La toxicomanie au cannabis pose des problèmes complexes : sanitaires individuels, de santé publique, sociaux, de sécurité publique, économiques, géopolitiques, et il n’y a pas de solutions simples. Par contre beaucoup de solutions simplistes existent… L’usage du cannabis ne peut être séparé de celui des autres drogues.
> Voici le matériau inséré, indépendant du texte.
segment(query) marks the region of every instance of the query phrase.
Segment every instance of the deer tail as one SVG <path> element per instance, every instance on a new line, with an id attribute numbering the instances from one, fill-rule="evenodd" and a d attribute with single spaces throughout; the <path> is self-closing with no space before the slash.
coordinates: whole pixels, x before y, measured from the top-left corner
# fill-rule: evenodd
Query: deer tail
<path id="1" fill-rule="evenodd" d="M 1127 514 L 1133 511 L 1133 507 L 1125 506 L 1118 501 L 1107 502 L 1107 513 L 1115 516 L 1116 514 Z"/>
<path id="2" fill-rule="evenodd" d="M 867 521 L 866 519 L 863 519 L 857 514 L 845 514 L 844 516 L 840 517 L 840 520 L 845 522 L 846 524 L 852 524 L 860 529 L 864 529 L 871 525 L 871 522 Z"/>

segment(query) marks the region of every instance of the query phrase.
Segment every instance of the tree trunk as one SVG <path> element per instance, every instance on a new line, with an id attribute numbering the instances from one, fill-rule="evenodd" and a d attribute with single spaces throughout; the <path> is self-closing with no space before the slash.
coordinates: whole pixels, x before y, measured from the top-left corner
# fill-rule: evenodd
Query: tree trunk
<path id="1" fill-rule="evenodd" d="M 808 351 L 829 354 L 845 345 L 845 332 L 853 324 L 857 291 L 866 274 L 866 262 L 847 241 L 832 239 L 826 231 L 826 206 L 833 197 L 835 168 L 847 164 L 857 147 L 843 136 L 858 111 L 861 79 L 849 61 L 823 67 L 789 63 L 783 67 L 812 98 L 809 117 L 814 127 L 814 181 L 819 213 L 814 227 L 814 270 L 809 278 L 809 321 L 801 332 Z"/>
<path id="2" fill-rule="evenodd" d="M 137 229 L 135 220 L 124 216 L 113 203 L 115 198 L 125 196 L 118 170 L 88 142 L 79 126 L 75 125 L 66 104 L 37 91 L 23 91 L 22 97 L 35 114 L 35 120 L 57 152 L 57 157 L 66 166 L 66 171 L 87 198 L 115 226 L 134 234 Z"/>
La question vue sous l’angle sanitaire

La première chose qu’on doit mesurer est l’effet sur la jeunesse. L’impact principal est ce qu’on appelle le syndrome de démotivation qui bien souvent glisse vers un état dépressif, un repli sur soi et un isolement social. Des études ont montré qu’une consommation régulière de cannabis chez l’adolescent induit une baisse des capacités cognitives et favorise l’apparition de troubles psychotiques (paranoïa, délires, hallucinations). C’est parfois la porte d’entrée dans des états schizophréniques. On a établi une corrélation entre consommation de cannabis, absentéisme scolaire, décrochage scolaire et échec scolaire. Les niveaux d’études atteints sont moins élevés. Pour le Dr Marie Choquet, directrice de recherche honoraire à l’Inserm, les aspects les plus importants constatés par les enquêtes de terrain dans l’enseignement secondaire, sur des élèves de 11 à 19 ans, sont le lien fort entre consommation de cannabis et absentéisme scolaire, ainsi qu’avec la violence, les deux étant souvent motifs d’exclusion ou prémices de sortie du système scolaire. Ceci est lié à l’action des cannabinoïdes sur le cerveau. Une publication récente de la direction de la recherche, des études, de l’évaluation et des statistiques (DREES) du ministère de la santé sur la santé mentale des élèves de troisième, a ainsi démontré que ceux dont la santé mentale est la plus dégradée sont aussi ceux ayant les plus fortes consommations de substances psychoactives (alcool, cannabis et tabac)[3]. Parmi ces effets à court terme sur le cerveau, on trouve : la confusion, la somnolence, une capacité réduite de se souvenir, de se concentrer, prêter attention, réagir rapidement.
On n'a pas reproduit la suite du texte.